I believe in force, it is all my way. I do hobble him, I do tie him, I do ride him hard and alot and yet whenever he gets the chance this is how he likes to approach me. Head in my chest, I scratch his cheeks and ears and whisper sweet nothings in his ears. After a hard run we stop at the head of the laneway, I dismount, loosen the girth and then stand in front of him while he puts his head against my chest and I tell him what a good boy he was.

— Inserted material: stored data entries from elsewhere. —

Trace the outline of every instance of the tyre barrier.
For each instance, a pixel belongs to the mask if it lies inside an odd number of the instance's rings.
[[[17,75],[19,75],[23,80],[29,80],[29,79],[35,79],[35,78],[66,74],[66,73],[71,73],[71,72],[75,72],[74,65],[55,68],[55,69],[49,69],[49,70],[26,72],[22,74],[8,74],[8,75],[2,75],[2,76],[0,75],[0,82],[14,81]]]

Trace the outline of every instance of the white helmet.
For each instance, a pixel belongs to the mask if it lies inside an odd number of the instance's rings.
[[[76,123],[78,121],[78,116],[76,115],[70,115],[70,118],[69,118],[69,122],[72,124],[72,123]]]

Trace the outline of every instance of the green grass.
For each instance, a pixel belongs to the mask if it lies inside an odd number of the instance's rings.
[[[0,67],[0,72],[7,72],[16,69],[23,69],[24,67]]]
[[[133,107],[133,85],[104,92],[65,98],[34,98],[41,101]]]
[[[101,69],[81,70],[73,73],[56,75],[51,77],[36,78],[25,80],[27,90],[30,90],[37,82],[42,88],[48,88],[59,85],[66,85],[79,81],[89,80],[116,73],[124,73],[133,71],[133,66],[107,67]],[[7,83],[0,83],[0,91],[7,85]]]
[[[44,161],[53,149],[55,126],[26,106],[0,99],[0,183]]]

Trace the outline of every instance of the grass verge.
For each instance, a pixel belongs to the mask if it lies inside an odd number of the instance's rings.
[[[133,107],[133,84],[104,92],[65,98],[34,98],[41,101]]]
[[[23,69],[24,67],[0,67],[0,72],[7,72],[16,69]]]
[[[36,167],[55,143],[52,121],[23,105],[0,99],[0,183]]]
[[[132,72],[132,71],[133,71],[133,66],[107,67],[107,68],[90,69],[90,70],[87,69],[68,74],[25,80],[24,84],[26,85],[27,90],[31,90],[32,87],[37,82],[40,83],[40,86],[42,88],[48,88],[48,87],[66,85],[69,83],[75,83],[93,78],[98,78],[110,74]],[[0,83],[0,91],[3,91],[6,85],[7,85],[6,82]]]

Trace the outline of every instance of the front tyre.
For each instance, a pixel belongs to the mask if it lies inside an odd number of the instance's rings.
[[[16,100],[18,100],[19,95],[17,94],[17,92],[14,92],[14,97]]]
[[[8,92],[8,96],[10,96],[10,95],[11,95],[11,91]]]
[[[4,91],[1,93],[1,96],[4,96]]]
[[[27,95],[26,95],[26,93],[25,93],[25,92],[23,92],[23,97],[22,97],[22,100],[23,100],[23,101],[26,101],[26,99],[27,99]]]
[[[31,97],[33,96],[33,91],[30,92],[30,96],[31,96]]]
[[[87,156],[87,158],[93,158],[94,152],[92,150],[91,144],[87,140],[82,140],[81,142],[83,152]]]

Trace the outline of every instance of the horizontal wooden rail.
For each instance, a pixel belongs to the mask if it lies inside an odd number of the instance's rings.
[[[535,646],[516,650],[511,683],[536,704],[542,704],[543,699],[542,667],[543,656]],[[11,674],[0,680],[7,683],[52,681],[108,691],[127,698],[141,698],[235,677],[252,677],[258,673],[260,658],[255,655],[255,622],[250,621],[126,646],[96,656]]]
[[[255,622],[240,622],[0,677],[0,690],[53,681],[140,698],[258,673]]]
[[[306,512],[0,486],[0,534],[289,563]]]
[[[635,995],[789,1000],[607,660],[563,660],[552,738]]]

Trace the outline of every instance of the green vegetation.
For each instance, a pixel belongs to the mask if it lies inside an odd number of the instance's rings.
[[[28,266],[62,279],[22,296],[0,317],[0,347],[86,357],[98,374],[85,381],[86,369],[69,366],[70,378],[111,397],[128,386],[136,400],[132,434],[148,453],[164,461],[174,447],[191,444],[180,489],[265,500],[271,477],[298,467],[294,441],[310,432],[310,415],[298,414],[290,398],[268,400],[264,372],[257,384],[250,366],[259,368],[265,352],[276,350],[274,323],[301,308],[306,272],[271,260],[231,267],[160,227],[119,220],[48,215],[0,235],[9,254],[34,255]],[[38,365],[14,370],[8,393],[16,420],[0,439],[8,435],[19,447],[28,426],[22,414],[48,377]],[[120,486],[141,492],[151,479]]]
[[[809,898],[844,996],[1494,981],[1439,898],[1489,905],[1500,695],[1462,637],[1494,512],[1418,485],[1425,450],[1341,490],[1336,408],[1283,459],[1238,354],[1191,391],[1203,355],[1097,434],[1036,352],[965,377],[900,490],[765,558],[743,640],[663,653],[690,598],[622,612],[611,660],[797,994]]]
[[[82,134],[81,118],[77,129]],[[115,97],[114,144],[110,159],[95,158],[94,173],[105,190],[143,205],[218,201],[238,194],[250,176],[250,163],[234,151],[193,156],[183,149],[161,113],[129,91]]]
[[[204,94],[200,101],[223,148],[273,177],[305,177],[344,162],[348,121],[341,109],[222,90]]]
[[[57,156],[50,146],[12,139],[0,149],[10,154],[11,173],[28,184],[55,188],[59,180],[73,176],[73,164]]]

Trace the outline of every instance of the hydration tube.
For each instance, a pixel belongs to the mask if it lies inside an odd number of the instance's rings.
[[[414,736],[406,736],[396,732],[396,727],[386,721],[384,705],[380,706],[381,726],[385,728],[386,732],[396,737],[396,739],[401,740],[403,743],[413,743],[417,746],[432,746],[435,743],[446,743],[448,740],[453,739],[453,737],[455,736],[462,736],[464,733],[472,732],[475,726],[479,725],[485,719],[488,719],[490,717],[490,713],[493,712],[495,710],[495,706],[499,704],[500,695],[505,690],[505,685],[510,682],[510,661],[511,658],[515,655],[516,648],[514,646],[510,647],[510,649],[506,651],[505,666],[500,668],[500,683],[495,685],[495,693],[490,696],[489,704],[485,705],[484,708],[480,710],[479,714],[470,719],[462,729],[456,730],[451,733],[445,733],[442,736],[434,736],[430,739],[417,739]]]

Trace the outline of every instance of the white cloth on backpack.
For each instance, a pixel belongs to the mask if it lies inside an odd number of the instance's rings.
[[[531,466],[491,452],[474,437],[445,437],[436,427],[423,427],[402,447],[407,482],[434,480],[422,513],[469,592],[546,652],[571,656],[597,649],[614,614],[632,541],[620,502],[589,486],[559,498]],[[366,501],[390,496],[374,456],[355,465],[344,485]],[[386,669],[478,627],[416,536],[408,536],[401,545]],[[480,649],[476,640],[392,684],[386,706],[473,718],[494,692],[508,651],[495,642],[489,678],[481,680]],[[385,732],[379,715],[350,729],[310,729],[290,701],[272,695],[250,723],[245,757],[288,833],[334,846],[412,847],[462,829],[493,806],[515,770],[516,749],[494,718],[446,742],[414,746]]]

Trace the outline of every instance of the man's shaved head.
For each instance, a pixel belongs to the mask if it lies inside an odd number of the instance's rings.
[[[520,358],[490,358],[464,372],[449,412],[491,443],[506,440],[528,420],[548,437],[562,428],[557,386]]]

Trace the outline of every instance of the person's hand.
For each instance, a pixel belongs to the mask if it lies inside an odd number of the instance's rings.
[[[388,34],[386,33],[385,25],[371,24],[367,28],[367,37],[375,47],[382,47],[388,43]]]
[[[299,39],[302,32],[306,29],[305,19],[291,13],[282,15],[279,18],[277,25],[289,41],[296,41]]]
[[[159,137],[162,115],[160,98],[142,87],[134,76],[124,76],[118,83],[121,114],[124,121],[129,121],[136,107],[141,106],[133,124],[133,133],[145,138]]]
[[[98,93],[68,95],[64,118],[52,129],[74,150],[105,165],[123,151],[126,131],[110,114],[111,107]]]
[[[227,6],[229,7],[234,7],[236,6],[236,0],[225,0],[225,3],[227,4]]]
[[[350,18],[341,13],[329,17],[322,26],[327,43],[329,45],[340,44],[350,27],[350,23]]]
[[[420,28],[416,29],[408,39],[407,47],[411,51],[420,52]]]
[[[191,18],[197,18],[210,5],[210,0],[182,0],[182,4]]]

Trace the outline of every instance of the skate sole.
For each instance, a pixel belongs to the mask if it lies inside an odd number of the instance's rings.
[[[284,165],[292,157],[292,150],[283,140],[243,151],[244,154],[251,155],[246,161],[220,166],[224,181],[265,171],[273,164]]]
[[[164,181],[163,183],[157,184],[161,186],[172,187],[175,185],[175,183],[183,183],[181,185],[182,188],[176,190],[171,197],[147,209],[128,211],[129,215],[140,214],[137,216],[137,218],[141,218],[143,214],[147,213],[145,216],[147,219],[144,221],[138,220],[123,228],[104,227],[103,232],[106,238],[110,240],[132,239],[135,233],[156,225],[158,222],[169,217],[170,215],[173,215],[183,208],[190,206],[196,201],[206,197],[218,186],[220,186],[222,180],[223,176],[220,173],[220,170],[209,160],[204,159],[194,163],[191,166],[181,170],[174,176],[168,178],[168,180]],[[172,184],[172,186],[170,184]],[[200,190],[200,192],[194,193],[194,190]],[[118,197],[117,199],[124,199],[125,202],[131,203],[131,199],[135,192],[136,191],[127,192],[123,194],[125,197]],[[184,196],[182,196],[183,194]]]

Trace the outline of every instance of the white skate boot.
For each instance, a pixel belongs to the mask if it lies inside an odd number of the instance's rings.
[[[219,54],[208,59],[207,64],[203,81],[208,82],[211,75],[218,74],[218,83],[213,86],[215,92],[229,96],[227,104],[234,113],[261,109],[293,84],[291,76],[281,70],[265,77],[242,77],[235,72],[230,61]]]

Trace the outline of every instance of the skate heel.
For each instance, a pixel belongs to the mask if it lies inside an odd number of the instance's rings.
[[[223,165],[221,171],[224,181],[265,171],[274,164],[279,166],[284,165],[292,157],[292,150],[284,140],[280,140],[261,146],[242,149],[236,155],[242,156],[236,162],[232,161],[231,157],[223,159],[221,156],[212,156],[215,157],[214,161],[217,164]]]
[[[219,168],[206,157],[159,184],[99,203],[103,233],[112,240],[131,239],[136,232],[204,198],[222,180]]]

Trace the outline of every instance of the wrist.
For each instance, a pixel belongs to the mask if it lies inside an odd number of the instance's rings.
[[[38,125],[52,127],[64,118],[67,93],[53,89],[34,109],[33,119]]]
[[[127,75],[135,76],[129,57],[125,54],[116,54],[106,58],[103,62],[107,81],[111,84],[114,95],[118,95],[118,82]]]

I tried pulling the picture but can not. It is too large.


----------



## mom2pride (May 5, 2009)

If he has had so many homes, or bad experiences you may just have to make a point to simply spend time with him; not time necessarily 'doing' things, but just hanging out with him. He's been a show horse, and that's all he's been expected to do, so that's all he really expects to do, and he probably does it well. Unfortunately the show life often leaves out one essential part of the horse's equation...relationship. If you want it with Genie, you are going to have to work for it...Give him every reason to WANT to be with you. Don't go you there with expectations every time you go to his paddock, just go out and be with him, whether he comes to you or not. If you can, have him in a paddock by himself at times, so you can really focus on your relationship, as he will want your company more. 

My mare came to me with a rough past; currently I am the only one she trusts. I am okay with that right now, although I know I need to ensure she gains the trust of someone else somewhere down the line, as I will be traveling with the students in the spring, and if something happens I need to know she can be caught and handled by someone. But it has taken literally the months I have had her, for her to realize that I am someone she can trust. I have not pressured her, or forced her to be with me, but she is now choosing to do so. Yes I have had to do some exercises with her to teach her to be caught, but that taught her to stand for me to walk up to her; she has only recently learnt to walk up to me on her own. So while you may not have a horse that doesn't have issues being caught, you do in a way have a horse who doesn't trust people; he's been 'tossed' around from person to person, and now he's at a point where he just doesn't care and isn't interested in bonding with someone. You will have to work extra hard for it. I would spend every moment you can just hanging out with your new horse; take him for walks, brush him, figure out the 'little' things that he enjoys, and do those alot, teach him simple tricks, basically, do alot of stuff on the ground, because this is the place the relationship really forms.


----------



## LoveTheSaddlebreds (Jul 9, 2009)

Thanks mom2pride that helped a lot. 

Yea, all the horses at my barn are either show or lesson horses or both. No one ever really goes into the field unless theyre taking the horses in to ride or feed. 

If I get him, I'll definitely ask he be put in a field by himself or I'll just take him out a lot and hang out with him.


----------